At 5.30 am, before the city stirred, Anupama sat on the edge of her bed with a glucometer in one hand and a pregnancy test strip in the other. Her fasting glucose reading was slightly higher than the previous week — not alarming, but enough to unsettle her. On the bedside table lay syringes, hormone vials, and a notebook filled with tightly logged numbers: blood sugar levels, medication doses, cycle days. Each entry was an attempt to bring order to a process that often felt unpredictable.
At 37, the Kochi-based advertising manager was in the middle of an assisted reproductive technology (ART) cycle after three years of infertility treatment. She had grown used to the routines — injections at precise hours, scans that tracked progress in millimetres, and the quiet anticipation after every consultation. What she had not expected was how central her insulin levels would become.

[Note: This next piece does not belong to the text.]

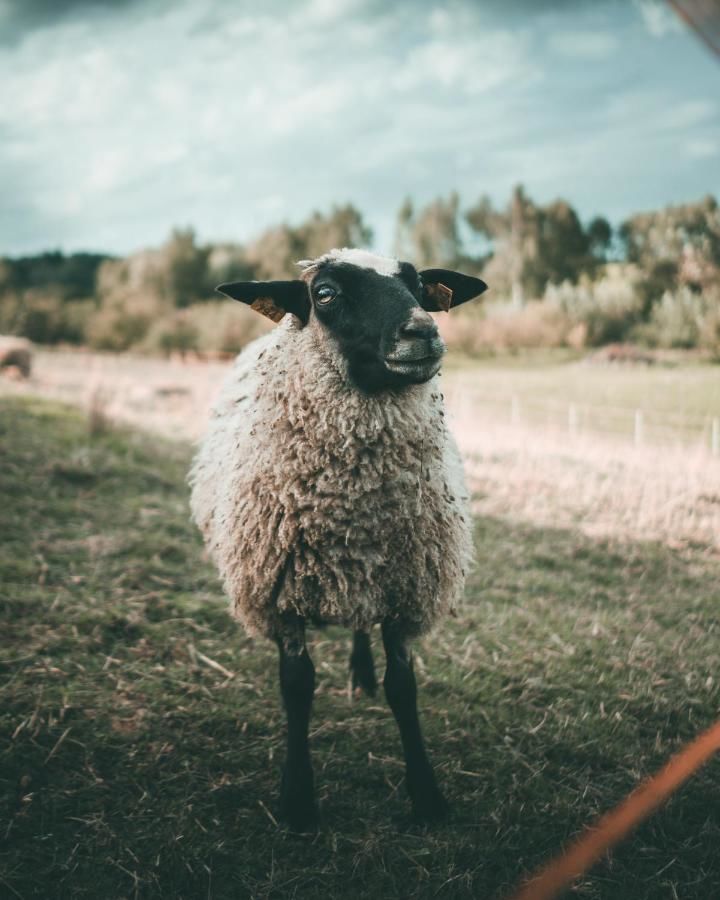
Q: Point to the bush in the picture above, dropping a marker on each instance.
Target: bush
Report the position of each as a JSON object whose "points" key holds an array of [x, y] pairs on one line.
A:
{"points": [[44, 317], [607, 309], [115, 328], [172, 333], [504, 327], [225, 327], [684, 319]]}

“I thought the hardest part would be the treatment itself,” she says. “I didn’t realise how much attention I’d have to give to my metabolism.” Her experience reflects a growing shift in fertility care, where metabolic health is no longer seen as separate from reproductive outcomes. Doctors increasingly observe that insulin resistance — common in women with polycystic ovary syndrome (PCOS), prediabetes, or obesity — can influence ovulation, egg quality, and even the uterus’s readiness for implantation.
Dr Suhasini Inamdar, consultant at Motherhood Hospitals in Bengaluru, says this adds another layer to an already demanding process. “Patients are already following strict protocols. When insulin resistance is involved, it introduces an additional variable that needs close monitoring. Diabetes and polycystic ovaries often go hand in hand, as both are hyperinsulinemic states.”
For many women, this overlap creates a dual discipline. Alongside fertility appointments, they begin to track meals, plan exercise, and monitor glucose levels with the same focus they once reserved for ovulation cycles. Food becomes deliberate. Daily routines are adjusted in response to numbers that fluctuate despite best efforts.
Anupama encountered this shift midway through her treatment. “I was following everything carefully, and then my doctor pointed out that my insulin levels were borderline,” she recalls. “It felt like I had to recalibrate everything.”
Overcoming this challenge is rarely quick; it is a gradual process. The focus extends beyond the clinic to the kitchen and the gym, where every meal and every walk becomes part of preparing the body for pregnancy. For many, this phase is among the most demanding parts of ART.
Dr Reji Mohan, associate professor in reproductive medicine at Sree Avittom Thirunal Hospital for Women and Children in Thiruvananthapuram, highlights the psychological strain. “Many patients are already dealing with obesity and emotional stress after a long period of infertility. We encourage sustainable habits. Small, steady changes tend to be more effective,” Dr Reji Mohan explains.
For Anupama, that meant manageable adjustments rather than drastic ones. She began spacing her meals, taking short walks after eating, and checking her glucose levels regularly without letting the numbers dictate her mood. Over time, her readings stabilised — not dramatically, but enough to offer a clearer path forward. Even with careful planning, ART outcomes are never guaranteed. Her first embryo transfer did not succeed — a result that is clinically common but emotionally difficult. She paused, reassessed, and prepared again.
In her next cycle, the approach was more calibrated. Her care plan included closer metabolic monitoring alongside fertility treatment. By the time Anupama reached her second embryo transfer, her insulin levels were better controlled and her approach steadier. When the pregnancy test finally showed a positive result, it did not erase the difficulty of the journey, but it marked a moment where sustained effort and medical support aligned.